Fig 5. Immune activation following SPgV vs. SIV infection.

(A-C) Fresh whole blood was used for analysis by flow cytometry at each time point. P values are from a two-tailed paired t-test comparing the average immune activation pre-any-virus-infection to the average of all post-SPgV or post-SIV data points within the first 26 days of infection for each virus for which flow cytometry data was available. (D) Proliferating cells were stained within sections of lymph nodes via IHC with an anti-Ki67 antibody and manually quantified (SPgV: day -8 vs day 24; SIV: day -34 vs day 25). Significant changes over time were quantified using a two-tailed paired t-test. (E) Representative set of lymph node tissue from Cy0885 is shown at 400x.

Fig 6. Antibody responses to linear epitopes in the SPgV and SIV envelope proteins.

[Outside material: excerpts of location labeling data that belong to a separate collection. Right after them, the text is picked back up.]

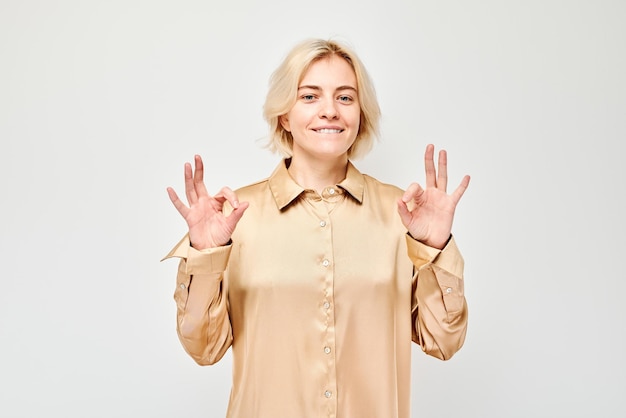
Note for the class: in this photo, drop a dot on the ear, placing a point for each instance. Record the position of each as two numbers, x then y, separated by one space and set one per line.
284 122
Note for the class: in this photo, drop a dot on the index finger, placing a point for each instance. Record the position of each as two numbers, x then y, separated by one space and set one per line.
429 166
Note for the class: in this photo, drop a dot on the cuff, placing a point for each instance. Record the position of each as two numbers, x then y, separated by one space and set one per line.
207 261
449 258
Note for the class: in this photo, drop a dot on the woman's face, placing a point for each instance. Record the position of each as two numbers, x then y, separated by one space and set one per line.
324 121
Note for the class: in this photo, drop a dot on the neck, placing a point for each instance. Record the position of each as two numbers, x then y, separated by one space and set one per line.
317 175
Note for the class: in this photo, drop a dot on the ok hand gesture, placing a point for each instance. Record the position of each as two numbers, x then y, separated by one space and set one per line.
428 213
208 225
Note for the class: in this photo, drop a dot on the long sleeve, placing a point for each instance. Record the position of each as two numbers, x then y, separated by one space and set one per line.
203 322
439 308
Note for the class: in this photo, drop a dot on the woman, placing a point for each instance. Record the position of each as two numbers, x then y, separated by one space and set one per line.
319 276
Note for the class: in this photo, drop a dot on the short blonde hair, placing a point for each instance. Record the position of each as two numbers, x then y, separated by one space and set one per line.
283 91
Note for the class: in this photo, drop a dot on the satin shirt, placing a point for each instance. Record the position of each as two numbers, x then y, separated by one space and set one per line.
319 298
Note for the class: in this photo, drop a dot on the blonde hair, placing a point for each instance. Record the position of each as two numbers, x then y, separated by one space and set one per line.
283 89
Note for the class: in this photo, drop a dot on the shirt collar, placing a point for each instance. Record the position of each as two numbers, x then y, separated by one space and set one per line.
285 189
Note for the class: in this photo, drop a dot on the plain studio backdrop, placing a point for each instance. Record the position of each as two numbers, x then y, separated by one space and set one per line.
102 102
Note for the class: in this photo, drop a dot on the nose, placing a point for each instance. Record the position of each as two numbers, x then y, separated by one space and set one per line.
328 109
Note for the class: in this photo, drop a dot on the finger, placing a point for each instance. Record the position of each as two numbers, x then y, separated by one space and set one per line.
442 170
403 210
460 190
180 206
429 166
190 189
198 177
226 194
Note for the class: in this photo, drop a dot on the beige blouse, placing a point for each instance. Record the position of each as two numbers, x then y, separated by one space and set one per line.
319 298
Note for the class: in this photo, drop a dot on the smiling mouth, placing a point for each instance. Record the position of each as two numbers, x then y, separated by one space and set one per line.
328 131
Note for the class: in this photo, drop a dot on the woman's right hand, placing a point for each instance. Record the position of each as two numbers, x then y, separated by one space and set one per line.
208 226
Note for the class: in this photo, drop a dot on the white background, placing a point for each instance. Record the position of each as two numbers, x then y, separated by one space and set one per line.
102 102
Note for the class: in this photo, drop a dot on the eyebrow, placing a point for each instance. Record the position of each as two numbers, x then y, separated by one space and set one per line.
319 88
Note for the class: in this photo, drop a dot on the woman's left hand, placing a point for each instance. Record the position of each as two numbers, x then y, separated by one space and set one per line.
428 213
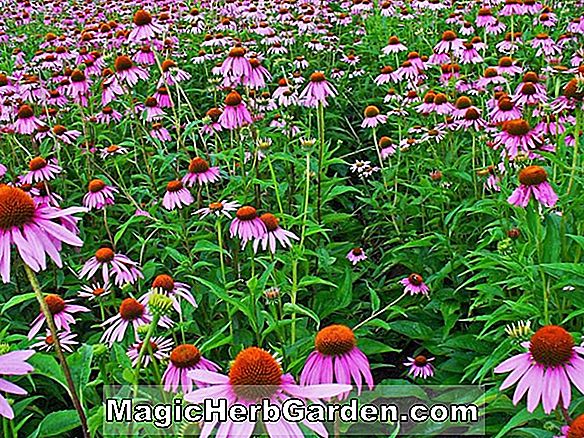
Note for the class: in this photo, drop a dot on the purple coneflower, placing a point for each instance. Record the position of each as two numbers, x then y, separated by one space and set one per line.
62 311
144 29
99 195
200 172
32 228
274 233
184 359
26 122
176 196
373 117
47 342
255 375
414 284
546 369
131 312
517 136
13 364
420 366
41 169
236 69
128 72
356 255
219 208
93 292
317 91
235 114
247 225
173 289
533 181
109 263
159 346
336 359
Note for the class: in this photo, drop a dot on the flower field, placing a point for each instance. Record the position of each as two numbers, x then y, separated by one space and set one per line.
291 199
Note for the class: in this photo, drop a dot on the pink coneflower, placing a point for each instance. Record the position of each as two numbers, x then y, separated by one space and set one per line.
386 147
144 29
159 132
95 291
393 46
255 375
47 342
505 111
67 136
128 72
78 87
530 91
219 208
108 115
212 124
274 234
99 195
173 289
13 364
258 75
160 349
507 66
176 196
235 115
113 150
200 172
131 312
420 366
546 369
171 74
574 430
109 263
517 136
32 228
533 181
441 105
184 359
485 18
26 122
152 111
236 69
62 311
449 43
41 169
373 117
336 359
356 255
414 284
317 91
247 225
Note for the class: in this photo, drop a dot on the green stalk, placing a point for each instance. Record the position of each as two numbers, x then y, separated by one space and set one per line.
145 344
58 350
575 158
321 140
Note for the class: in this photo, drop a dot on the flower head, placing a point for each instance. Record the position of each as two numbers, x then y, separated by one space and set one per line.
33 229
545 371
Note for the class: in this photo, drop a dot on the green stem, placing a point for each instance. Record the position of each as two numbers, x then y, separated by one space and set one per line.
321 145
379 312
575 158
58 350
145 344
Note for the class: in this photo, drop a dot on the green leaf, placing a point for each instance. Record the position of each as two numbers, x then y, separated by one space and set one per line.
17 299
57 424
80 366
290 308
47 365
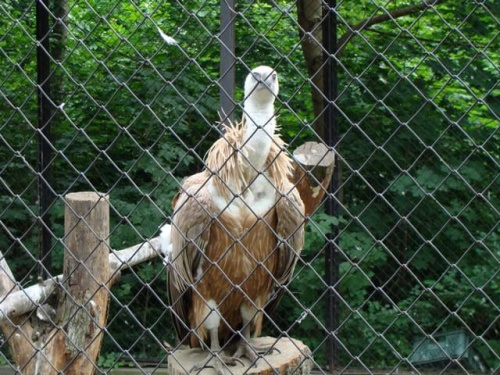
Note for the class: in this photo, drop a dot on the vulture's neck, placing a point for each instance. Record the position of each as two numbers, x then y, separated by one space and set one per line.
260 126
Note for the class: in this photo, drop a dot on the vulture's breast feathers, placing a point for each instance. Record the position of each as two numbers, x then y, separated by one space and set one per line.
235 186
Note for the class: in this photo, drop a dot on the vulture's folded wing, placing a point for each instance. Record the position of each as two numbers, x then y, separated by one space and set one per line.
191 222
290 232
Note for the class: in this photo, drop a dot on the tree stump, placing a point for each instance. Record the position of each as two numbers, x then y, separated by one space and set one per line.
314 164
291 357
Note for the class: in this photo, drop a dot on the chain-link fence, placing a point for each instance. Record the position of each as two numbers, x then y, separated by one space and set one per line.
399 270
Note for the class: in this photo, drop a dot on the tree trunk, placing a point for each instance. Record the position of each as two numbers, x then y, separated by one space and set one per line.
310 15
58 48
17 330
73 345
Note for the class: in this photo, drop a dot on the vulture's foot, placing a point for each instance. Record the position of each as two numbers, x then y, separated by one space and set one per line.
219 363
252 352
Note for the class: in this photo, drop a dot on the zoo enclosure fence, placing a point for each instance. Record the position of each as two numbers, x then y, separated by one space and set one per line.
408 235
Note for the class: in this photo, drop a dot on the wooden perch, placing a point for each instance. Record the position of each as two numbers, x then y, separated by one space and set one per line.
291 357
72 340
18 331
23 301
314 164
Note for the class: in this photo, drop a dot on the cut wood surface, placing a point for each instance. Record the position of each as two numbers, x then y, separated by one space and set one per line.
314 164
292 357
72 344
18 330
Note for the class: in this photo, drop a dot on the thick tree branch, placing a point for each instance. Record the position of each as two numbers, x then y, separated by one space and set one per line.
376 19
26 300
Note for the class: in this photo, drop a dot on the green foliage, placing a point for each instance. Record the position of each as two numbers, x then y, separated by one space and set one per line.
419 241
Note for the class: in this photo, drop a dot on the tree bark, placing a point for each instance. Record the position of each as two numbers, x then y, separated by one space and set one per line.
73 344
58 49
18 330
310 16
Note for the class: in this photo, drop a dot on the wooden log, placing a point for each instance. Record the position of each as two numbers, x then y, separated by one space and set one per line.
18 302
73 346
292 357
314 164
18 330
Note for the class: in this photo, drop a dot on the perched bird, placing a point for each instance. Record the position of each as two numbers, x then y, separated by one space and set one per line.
237 231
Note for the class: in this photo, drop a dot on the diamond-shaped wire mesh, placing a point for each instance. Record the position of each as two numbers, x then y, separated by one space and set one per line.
135 110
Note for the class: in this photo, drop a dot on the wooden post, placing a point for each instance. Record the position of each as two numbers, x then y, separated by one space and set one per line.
73 346
289 356
16 330
86 274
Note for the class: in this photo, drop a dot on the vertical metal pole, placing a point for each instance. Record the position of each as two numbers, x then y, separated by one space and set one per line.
329 29
227 59
44 150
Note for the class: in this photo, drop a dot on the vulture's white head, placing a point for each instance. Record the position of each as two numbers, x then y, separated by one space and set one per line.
261 86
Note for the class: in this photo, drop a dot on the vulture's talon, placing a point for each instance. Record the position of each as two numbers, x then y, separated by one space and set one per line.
218 362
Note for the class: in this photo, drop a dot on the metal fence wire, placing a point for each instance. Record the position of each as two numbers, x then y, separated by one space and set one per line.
399 269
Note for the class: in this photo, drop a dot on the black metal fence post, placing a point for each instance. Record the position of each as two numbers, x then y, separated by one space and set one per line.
44 150
329 29
227 59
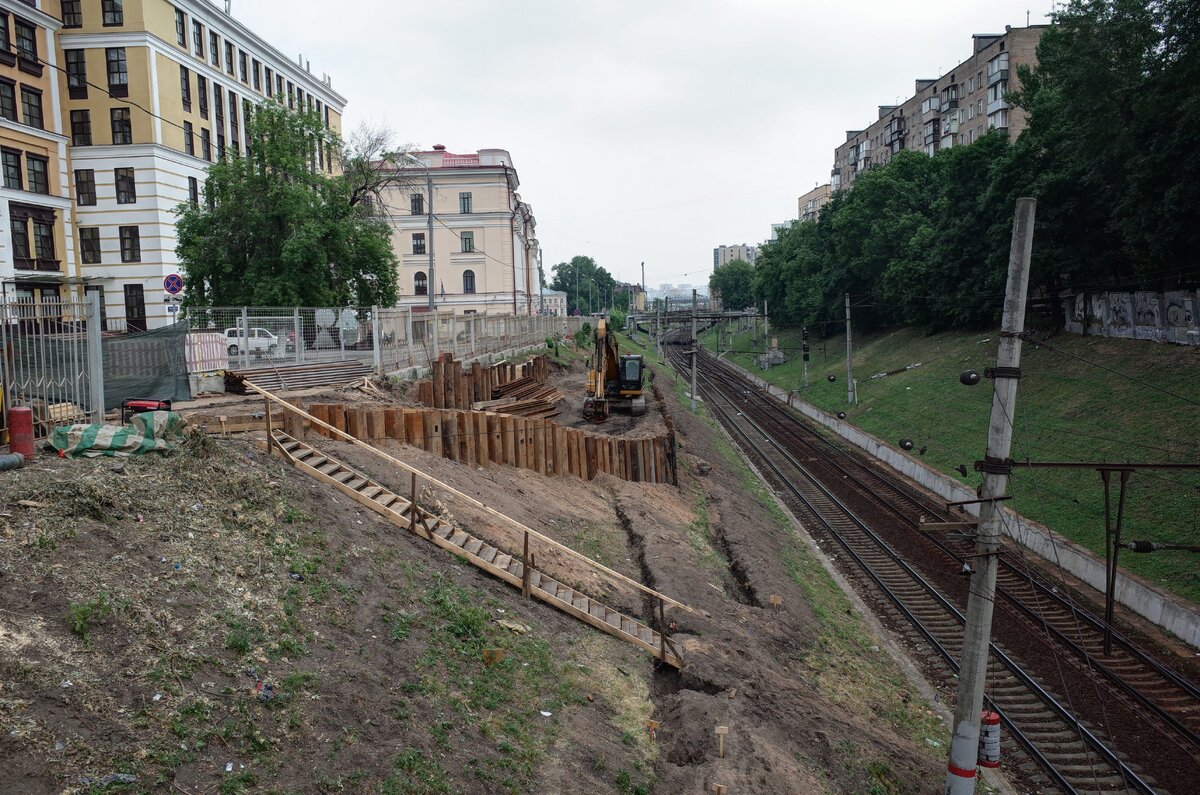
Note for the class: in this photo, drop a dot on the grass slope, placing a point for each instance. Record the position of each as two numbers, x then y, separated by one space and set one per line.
1067 410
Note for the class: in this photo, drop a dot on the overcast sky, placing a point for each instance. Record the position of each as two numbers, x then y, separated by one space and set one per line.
641 130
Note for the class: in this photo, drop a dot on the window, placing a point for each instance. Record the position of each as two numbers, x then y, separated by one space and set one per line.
89 245
81 127
12 175
31 106
185 87
126 186
85 186
7 100
123 126
36 167
77 73
118 72
27 39
131 244
114 12
202 93
43 239
19 228
72 13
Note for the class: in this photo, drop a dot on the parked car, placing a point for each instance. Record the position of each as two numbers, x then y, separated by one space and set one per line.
258 341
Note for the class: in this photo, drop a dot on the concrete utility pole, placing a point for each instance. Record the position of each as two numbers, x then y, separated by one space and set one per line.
850 359
960 777
695 345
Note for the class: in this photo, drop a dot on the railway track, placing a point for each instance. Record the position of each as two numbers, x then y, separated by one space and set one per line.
1068 753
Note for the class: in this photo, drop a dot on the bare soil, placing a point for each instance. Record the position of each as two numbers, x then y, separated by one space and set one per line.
178 578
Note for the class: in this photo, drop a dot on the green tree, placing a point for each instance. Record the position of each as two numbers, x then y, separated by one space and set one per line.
273 229
735 284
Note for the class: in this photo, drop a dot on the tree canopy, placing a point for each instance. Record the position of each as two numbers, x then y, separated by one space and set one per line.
274 229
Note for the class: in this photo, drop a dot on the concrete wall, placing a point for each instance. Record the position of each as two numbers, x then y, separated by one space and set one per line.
1167 611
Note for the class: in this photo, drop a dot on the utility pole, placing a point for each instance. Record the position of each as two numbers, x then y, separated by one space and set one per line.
695 345
850 359
960 777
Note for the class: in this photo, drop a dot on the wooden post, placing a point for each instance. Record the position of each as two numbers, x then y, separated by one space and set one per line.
526 568
270 431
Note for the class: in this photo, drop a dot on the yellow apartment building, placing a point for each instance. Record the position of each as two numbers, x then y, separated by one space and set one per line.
37 253
141 97
485 247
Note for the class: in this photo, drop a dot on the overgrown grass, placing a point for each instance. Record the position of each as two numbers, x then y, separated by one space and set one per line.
1066 411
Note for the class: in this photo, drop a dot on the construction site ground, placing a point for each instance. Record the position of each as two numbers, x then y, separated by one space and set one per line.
148 604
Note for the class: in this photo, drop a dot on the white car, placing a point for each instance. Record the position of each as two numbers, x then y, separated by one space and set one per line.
258 341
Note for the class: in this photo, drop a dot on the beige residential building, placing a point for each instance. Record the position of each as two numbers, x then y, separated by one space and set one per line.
954 109
485 250
723 255
124 106
810 203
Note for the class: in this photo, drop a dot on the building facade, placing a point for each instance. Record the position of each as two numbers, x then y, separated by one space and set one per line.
810 203
151 93
723 255
484 246
954 109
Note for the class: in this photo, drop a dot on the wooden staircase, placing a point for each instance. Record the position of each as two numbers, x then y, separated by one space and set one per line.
403 512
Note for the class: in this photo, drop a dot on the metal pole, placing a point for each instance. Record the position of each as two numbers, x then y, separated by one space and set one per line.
429 189
1110 589
850 358
695 344
960 775
95 360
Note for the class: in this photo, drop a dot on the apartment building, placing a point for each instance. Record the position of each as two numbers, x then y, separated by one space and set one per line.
484 246
953 109
723 255
37 257
810 203
138 97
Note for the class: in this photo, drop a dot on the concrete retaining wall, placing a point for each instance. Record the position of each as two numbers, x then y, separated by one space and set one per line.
1162 609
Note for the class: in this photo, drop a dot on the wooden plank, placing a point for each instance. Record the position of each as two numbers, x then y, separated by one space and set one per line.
467 436
508 430
439 384
394 424
539 446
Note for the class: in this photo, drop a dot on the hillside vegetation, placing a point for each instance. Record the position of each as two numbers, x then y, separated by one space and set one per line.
1067 410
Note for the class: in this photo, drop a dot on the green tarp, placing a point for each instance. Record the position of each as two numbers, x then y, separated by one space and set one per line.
149 432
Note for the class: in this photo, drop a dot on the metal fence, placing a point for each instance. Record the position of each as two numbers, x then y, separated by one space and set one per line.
51 362
388 338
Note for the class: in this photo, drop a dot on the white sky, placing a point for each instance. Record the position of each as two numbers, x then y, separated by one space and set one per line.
641 130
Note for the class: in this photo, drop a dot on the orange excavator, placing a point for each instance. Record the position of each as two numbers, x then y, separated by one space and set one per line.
615 381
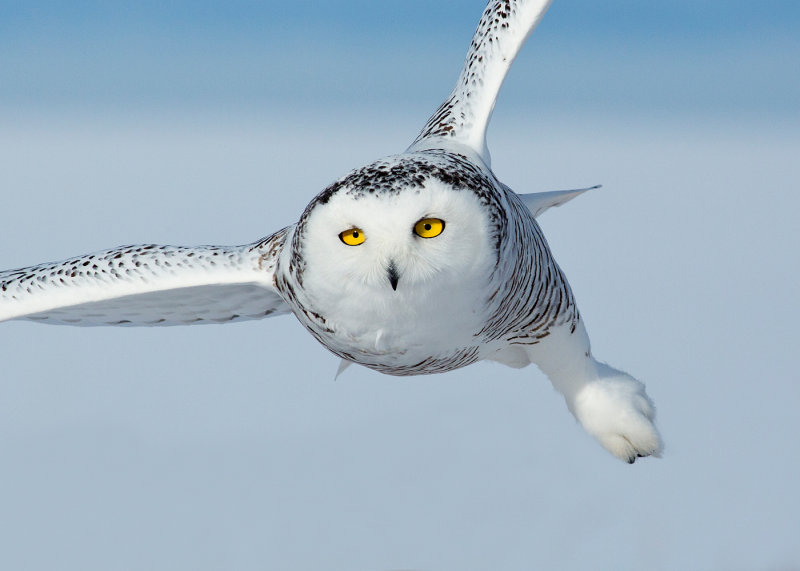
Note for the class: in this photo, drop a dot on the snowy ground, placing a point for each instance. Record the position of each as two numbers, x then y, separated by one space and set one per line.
232 447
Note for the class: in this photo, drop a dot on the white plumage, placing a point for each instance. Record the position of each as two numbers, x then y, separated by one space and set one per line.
417 263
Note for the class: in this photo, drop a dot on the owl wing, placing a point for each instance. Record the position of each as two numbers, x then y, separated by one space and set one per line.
465 114
149 285
538 202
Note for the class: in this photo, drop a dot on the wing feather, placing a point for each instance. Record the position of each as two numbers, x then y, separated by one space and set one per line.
149 285
465 114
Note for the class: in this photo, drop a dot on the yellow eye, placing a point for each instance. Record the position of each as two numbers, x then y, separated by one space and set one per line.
352 237
429 227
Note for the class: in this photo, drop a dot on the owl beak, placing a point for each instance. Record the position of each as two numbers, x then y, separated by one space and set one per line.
394 277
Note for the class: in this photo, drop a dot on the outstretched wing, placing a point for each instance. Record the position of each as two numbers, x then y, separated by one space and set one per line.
149 285
464 116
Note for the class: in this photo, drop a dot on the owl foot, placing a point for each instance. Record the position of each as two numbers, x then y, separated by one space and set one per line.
616 410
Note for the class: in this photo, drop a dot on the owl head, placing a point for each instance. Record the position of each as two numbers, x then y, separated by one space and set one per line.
403 242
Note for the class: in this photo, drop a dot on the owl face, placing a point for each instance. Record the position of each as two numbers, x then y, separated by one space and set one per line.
384 265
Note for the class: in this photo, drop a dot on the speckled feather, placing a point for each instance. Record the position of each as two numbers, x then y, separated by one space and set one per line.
485 286
149 285
465 114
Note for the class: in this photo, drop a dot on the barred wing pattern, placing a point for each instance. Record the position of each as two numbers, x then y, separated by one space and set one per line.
465 114
149 285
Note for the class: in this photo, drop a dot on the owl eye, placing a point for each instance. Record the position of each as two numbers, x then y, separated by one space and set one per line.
352 237
429 227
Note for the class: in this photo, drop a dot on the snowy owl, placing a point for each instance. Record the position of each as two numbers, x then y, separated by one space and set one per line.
421 262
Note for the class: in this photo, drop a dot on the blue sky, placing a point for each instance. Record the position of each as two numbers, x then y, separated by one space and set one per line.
231 447
708 57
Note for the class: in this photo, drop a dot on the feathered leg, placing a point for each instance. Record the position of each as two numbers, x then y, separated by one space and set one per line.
611 405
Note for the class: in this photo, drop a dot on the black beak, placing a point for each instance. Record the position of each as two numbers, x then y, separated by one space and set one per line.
393 276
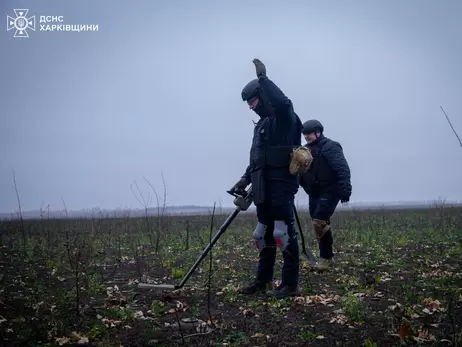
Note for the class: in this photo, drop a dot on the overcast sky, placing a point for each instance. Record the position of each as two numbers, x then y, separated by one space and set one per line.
157 88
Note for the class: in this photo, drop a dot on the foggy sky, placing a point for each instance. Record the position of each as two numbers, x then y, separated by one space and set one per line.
157 89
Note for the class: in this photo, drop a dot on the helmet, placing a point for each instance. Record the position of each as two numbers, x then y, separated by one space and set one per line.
312 126
251 90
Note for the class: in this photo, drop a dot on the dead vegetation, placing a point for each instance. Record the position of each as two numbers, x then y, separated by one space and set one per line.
397 281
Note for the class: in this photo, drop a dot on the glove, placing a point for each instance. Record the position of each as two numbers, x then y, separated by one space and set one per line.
300 161
240 185
260 68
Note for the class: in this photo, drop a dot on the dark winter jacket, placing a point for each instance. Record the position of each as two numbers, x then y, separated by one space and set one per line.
329 171
275 135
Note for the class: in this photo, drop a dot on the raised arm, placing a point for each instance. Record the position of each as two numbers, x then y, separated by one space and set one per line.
274 94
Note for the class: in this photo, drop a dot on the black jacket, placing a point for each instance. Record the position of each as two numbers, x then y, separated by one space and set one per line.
329 172
275 135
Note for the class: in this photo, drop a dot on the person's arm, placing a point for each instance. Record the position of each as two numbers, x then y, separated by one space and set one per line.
337 161
271 91
246 174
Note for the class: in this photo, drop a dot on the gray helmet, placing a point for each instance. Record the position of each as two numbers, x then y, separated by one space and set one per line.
311 126
251 90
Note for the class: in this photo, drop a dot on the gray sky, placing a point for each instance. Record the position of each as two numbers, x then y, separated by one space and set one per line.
157 88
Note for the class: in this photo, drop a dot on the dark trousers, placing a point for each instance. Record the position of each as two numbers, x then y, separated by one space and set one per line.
323 207
280 206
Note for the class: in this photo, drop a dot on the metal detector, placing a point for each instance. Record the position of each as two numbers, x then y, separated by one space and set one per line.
242 201
307 253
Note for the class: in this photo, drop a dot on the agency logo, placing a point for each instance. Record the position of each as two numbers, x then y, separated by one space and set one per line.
21 23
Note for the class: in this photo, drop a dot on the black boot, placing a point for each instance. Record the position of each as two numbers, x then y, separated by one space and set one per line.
254 287
284 291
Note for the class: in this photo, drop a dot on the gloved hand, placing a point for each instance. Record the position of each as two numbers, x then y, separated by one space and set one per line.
240 185
260 68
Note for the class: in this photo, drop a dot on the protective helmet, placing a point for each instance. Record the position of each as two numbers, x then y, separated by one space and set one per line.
251 90
311 126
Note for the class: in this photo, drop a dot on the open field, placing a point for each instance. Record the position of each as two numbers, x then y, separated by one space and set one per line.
397 281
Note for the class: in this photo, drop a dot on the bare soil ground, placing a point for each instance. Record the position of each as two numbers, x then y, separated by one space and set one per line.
397 282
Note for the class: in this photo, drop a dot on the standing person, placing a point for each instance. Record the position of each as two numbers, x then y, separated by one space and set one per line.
274 186
327 182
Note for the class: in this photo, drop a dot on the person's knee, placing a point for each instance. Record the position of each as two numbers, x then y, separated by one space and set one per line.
282 209
320 227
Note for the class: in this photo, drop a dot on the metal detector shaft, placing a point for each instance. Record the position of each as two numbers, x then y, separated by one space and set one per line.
243 200
207 249
309 256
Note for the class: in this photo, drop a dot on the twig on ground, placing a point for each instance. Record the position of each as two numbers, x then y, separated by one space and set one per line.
209 289
450 124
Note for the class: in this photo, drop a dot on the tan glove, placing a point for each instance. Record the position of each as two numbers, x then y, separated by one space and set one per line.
300 160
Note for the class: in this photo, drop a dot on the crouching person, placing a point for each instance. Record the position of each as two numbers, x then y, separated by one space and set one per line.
327 182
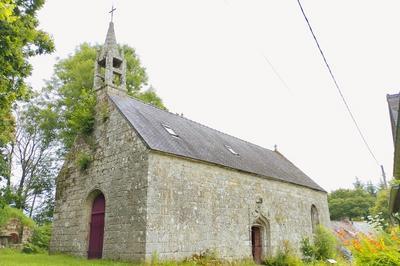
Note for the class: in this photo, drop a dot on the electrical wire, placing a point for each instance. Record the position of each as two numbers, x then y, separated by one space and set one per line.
337 86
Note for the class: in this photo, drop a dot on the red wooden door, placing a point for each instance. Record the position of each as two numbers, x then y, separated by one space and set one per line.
97 228
256 244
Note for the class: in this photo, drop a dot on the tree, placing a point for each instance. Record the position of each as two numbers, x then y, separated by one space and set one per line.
71 89
19 40
350 203
34 159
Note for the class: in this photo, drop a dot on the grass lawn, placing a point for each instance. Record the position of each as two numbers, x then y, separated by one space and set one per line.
9 257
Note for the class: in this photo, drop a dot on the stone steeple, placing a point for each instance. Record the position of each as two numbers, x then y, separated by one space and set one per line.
110 65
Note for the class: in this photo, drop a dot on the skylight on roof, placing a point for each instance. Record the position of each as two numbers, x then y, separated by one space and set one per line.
170 130
229 148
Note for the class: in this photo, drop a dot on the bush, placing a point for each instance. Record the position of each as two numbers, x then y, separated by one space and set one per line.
322 248
382 250
41 236
285 257
325 244
7 213
30 248
307 249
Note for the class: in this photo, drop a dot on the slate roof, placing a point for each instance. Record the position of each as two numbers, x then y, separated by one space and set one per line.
199 142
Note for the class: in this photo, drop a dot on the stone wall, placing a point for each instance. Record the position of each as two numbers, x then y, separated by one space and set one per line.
10 233
195 206
119 171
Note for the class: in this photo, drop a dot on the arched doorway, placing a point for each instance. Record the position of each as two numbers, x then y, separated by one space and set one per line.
260 239
314 218
97 228
256 244
14 238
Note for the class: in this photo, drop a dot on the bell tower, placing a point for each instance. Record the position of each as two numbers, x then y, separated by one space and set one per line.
110 65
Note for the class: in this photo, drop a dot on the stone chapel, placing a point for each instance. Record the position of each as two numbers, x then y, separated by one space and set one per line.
161 183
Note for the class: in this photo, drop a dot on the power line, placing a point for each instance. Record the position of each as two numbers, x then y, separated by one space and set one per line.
277 73
284 83
337 85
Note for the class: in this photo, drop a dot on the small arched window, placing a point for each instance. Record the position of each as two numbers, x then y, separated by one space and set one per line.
314 218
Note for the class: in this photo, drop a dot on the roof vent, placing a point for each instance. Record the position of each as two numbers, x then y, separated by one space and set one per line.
229 148
170 130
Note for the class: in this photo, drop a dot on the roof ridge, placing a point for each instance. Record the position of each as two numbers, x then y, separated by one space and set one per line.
167 111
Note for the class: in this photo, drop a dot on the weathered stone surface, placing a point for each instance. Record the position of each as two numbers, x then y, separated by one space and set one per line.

Amino acid sequences from the envelope proteins of the viruses used in this study (E1/E2 of SPgV and env of SIV) were represented as 12–16 amino acid length peptides. Overlapping peptides (step size of 2 amino acids with peptides overlapping by 10–14 amino acids) were then synthesized and tiled on an array. Plasma from each animal in the study, collected 125 or 126 days post SIV infection, was then incubated on the array and antibody binding to each peptide was quantified using a mouse anti-primate-IgG secondary antibody. Signal intensity for each peptide spanning SPgV E1/E2 (A) and SIV env (C) is shown for animals infected with SIV-only (black), SIV+SPgV (green), or uninfected controls. Total signal intensity, normalized to the average signal per peptide in the SPgV E1/E2 array (B) and the SIV env array (D), is shown for each animal in the study along with uninfected controls. P values represent a two-tailed unpaired t-test with error bars reflecting SEM.

Fig 7. SPgV co-infection does not alter recognition of MHC class I restricted SIV epitopes by CD8+ T cells.

Lymph nodes were collected from macaques at 125/126 days post SIV infection and cells were stained for analysis with MHC class I tetramers folded with SIV peptides that are immunodominant on the M3/M4 MHC background. (A) Flow cytometry gating strategy used for defining tetramer-positive CD8+ T cells. (B) Percentage of CD8+ T cells that were positive for each tetramer. P values represent a two-tailed unpaired t-test with error bars reflecting SEM.